減速航行による年間燃料消費量の削減効果は大きく、その実施において技術的な問題点は無い。ただし、運航時間の増加に伴う経済的な損失等を考慮する必要があり、減速航行の実施のためには、社会経済システム全般を踏まえた検討が望ましい。

・WRS

WRSに係る海上の観測データの量・質的な向上が今後期待されているが、一方でWRSの効果については、必ずしも定量的な把握に至っていない。したがって、WRSの利用率が高く運航量も多いコンテナ船を対象とし、WRSの効果のモニタリングを実施する必要がある。

 

(4) CO2排出量低減オプションの実施体制

政策的なCO2削減の動向を把握するため、COPなどの国際機関の動向について情報を収集しておく必要がある。

 

(5) 対策導入方法の検討

上記、(2)、(3)、(4)で得られた成果をもとに、より具体的かつ現実的なCO2削減シナリオを設定し、将来の燃料消費量の削減効果について、より高精度な推定を行う必要がある。
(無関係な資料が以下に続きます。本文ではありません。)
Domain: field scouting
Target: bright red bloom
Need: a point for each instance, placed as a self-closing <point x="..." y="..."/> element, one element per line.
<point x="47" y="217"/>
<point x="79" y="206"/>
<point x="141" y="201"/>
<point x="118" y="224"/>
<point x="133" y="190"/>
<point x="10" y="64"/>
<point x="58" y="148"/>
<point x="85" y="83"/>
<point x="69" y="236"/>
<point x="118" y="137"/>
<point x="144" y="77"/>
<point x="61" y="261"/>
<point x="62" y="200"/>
これには経済的な影響等をシナリオに組みこむことも必要であろう。

 

(6) 他の温室効果ガス

CH4、N2O、HFC、PFC、SF6

これらの地球温暖化係数はCO2よりも大きいが、船舶からの排出実態は不明な点が多く、当面はその排出実態について把握する必要がある。

O3

O3はNOxが関与した光化学反応による二次生成物質であるため、排出濃度等の把握は困難である。海洋上の光化学反応を考慮したシミュレーションを実施し、船舶運航の寄与率について検討する必要がある。